Наступила пауза. Потом Бекир нерешительно произнес:
– А о моих родителях вы что-нибудь знаете?
– О твоих – ничего.
– Жаль, – осмелился произнести молодой воин.
– Не жалей. Ты тот, кем стал, и уже ничего не изменишь, – заметил Джахангир-ага, после чего решительно промолвил: – Я надеюсь, что ты поможешь мне, а в первую очередь – своему товарищу. Клянусь, я сделаю все для того, чтобы и ты, и он стали хорошими офицерами. Но для этого нужно, чтобы Мансур избавился от своей страсти!
– Боюсь, это невозможно.
– В мире, который создал всемогущий Аллах, нет ничего невозможного, – с усмешкой заметил командир янычар. – Если сюда придет женщина и спросит Мансура, ты или другие воины должны сказать, что он погиб на пожаре. Передай мой приказ своим товарищам.
Бекир отшатнулся.
– Справедливо ли это? Мансур будет страдать!
– Не больше и не дольше, чем страдает сейчас, – заявил Джахангир-ага и повелительно добавил: – Сделай, как я говорю! Так будет лучше для всех.
– Вы не станете наказывать Мансура? – Спросил Бекир.

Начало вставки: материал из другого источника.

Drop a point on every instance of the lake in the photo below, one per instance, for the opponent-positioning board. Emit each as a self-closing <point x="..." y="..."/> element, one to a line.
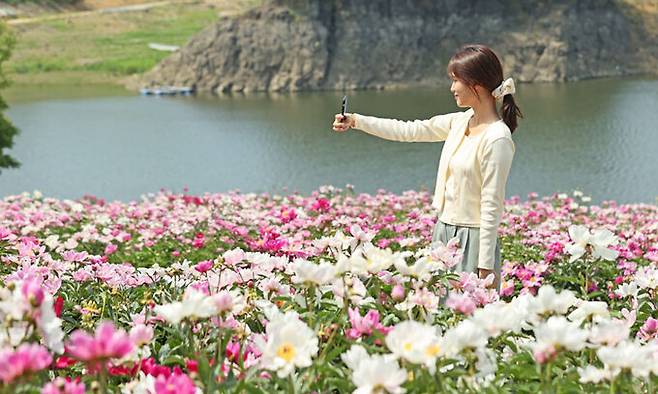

– Нет. Он не виноват в слабостях собственного сердца. Он еще очень молод. У него все впереди. Все будущее, вся жизнь.
– Он мечтает о другом будущем, – рискнул заметить Бекир.
– «Всякая утрата, что постигает человека по велению Аллаха, ведет к избавлению от бедствия», – так сказал мудрец, а не я. – Джахангир-ага невозмутимо посмотрел на Бекира и промолвил: – Иди. И помни: это слишком мягкий приговор. Если не остановить Мансура сейчас, судьба обойдется с ним куда более жестоко!
Утром Мансур побежал в город. Он не без труда отыскал нужную улицу и дом – так сильно изменился город за минувшую ночь. Он был потрясен, увидев, что дома нет, – только руины: обгоревшие балки, рухнувшая крыша, потемневшие от копоти камни. Мансур надеялся, что Мадина взяла Ильяса и успела убежать. Только вот где ее теперь искать?!
Неожиданно к янычару подошла женщина, одетая так, как обычно одеваются пожилые турчанки – в темную, лишенную всяких украшений одежду. Она участливо спросила:
– Вы кого-то ищете? – Мансур резко повернулся.
– Да! Молодую женщину… И ребенка.
– Ребенка?
– Маленького мальчика. Это… мой сын.
Женщина молча повернулась, куда-то сходила и принесла сверток.
– Этого мальчика?
Мансур с волнением вгляделся в крошечное личико. Вроде бы похож… Он не мог вспомнить, во что был завернут ребенок и как он выглядел.
– Это ваш сын? – Строго спросила женщина.
– Не знаю. Вроде бы да.
Она поджала губы и посмотрела на него со смешанным чувством осуждения и жалости.
– А где… его мать? – Спросил Мансур.
Женщина ответила:
– Она погибла. – Мансур отшатнулся.
– Как?! Не может быть!
Пожилая турчанка, тяжело вздохнув, сурово промолвила:
– Женщина бросилась в дом за какими-то вещами, и на нее упала балка. Когда пожар был потушен, мужчины вытащили тело. Оно обгорело до неузнаваемости. Несчастную уже похоронили. У нее на пальце был перстень, его сняли на всякий случай, если вдруг кто-то станет ее искать. Других детей забрали их матери или отцы, а этот младенец остался – никто не признал в нем своего. Я взяла малыша к себе, но мне нечем его кормить. Он сильно плакал, и я упросила одну из женщин, у которой тоже был грудной ребенок, дать ему молока. Но, боюсь, скоро он снова захочет есть.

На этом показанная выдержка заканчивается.